Steam railway in Somerset, England

The Gartell Light Railway is a privately run narrow gauge railway located at Yenston in the Blackmore Vale, south of Templecombe, in Somerset, England. It operates a narrow gauge railway running for 3/4 mi, partly along the track of the old Somerset and Dorset Joint Railway. The railway has 4 stations – Common Lane, Pinesway Junction, Park Lane and Tower View.

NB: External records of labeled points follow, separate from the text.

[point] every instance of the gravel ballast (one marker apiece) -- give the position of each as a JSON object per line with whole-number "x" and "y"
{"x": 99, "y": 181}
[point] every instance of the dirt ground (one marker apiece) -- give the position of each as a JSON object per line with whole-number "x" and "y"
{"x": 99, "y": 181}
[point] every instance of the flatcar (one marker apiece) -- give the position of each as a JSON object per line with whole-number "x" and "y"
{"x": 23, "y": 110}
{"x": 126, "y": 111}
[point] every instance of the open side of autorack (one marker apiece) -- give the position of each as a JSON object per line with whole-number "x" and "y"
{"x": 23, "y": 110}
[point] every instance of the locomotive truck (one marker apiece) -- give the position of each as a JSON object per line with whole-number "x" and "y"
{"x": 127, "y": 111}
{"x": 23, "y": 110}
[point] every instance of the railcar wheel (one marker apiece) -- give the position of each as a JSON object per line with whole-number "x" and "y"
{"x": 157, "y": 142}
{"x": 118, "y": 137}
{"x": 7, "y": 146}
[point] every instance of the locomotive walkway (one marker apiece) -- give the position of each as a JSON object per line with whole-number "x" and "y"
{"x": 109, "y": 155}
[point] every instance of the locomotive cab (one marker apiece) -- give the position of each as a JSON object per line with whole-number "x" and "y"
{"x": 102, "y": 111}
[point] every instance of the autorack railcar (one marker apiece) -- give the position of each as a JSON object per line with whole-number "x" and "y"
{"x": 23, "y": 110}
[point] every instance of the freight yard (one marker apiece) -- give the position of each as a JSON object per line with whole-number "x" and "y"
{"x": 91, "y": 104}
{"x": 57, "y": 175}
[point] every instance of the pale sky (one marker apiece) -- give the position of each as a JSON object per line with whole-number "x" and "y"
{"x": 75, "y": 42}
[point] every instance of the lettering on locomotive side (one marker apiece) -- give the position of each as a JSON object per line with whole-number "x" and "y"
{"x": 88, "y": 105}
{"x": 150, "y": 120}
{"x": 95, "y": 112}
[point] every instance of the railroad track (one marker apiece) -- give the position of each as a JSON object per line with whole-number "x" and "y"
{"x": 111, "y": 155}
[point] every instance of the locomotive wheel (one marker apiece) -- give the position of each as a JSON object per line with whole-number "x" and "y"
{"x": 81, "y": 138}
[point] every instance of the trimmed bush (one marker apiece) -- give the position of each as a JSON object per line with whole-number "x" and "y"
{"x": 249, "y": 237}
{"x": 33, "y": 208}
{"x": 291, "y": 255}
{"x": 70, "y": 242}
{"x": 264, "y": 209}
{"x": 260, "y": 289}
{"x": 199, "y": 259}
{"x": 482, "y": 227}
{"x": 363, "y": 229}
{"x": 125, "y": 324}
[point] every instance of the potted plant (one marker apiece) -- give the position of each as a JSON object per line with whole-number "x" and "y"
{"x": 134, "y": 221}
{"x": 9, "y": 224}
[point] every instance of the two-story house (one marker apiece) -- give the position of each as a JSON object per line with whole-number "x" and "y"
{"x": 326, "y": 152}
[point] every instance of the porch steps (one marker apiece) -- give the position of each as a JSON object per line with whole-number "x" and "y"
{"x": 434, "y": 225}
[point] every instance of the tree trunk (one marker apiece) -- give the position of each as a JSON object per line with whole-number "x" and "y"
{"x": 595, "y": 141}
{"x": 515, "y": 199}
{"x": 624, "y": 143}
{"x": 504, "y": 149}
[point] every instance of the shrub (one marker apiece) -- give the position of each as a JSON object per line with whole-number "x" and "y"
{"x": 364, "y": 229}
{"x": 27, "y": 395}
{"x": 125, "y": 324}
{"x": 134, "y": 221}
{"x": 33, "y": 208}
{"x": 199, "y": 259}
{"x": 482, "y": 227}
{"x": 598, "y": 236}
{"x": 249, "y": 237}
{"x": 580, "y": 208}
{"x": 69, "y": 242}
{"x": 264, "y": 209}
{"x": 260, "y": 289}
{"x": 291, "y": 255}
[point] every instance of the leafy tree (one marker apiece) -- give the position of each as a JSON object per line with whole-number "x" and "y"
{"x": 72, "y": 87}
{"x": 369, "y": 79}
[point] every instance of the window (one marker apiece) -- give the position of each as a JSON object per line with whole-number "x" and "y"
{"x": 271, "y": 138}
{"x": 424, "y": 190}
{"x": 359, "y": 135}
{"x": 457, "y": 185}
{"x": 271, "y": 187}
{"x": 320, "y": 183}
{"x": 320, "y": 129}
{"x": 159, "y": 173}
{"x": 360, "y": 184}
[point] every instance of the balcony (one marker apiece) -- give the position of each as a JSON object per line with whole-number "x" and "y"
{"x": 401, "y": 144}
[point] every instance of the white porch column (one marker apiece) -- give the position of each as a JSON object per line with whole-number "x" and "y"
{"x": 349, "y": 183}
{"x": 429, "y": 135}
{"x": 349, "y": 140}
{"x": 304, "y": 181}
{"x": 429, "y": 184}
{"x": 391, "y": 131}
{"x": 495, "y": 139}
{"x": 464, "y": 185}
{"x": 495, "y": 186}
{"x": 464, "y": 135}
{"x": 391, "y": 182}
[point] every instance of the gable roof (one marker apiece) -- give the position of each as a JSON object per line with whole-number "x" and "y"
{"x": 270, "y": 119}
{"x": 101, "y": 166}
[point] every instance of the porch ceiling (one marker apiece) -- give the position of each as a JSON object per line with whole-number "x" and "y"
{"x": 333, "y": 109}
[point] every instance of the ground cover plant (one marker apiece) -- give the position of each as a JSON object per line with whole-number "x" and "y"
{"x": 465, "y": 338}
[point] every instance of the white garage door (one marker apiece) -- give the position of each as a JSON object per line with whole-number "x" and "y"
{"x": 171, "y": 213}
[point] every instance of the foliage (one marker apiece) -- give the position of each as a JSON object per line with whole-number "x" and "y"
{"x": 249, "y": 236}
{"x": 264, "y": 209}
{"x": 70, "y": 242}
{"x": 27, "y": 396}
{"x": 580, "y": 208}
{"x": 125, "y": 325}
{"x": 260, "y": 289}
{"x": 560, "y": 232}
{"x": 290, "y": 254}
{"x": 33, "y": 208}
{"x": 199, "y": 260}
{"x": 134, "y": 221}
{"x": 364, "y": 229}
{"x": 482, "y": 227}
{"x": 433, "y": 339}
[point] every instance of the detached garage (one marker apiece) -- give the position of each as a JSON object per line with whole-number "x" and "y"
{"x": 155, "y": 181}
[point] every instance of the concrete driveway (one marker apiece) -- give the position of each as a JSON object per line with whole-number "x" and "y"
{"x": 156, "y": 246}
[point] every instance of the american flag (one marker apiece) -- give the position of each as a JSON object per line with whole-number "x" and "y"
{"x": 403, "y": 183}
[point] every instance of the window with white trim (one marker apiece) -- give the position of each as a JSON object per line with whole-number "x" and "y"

The railway is controlled using a comprehensive signalling system operated from two signalboxes – Common lane and Pinesway Junction. Both signalboxes control a mix of semaphore and colour light signals with mechanically operated points.

The railway is open to the public on selected dates through the year when it normally operates an intensive 3 train operation with departures from Common Lane station every 20 minutes through the day between 10:30 and 16:30.

Open days will cease by the end of October 2026. The final open day is scheduled for either 25 (Sunday) or 26 (Monday) October 2026.

== The route of the GLR ==
- Park Lane
- Pinesway Junction
- Tower View

== Locomotives ==

| Number | Name | Builder | Type | Date | Works number | Notes |
|---|---|---|---|---|---|---|
| 1 | AMANDA | Gartell Light Railway | Bo-BoDH | 2000 |  | Ex Southend Pier Railway, rebuilt on the railway |
| 2 | ANDREW | Baguley-Drewry | 4wDH | 1973 | 3699 | Acquired in 2007, Sold to Amberley Museum in 2025 |
| 5 | ALISON | Alan Keef | 4wDH | 1993 | 10 |  |
| 6 | Mr. G | North Dorset Locomotive Works | 0-4-2T | 1998 | 698 | Newly built for the line, based on the design of W.G. Bagnall locomotive Polar Bear |
| 8 | Faith | North Dorset Locomotive Works | 0-4-2T |  |  |  |
| 9 | Jean | Alan White | 0-4-0T+T | 2008 |  |  |

== Accidents and incidents ==
In April 2025 a volunteer worker was seriously injured when alighting from a moving train, a practice forbidden by the rule book.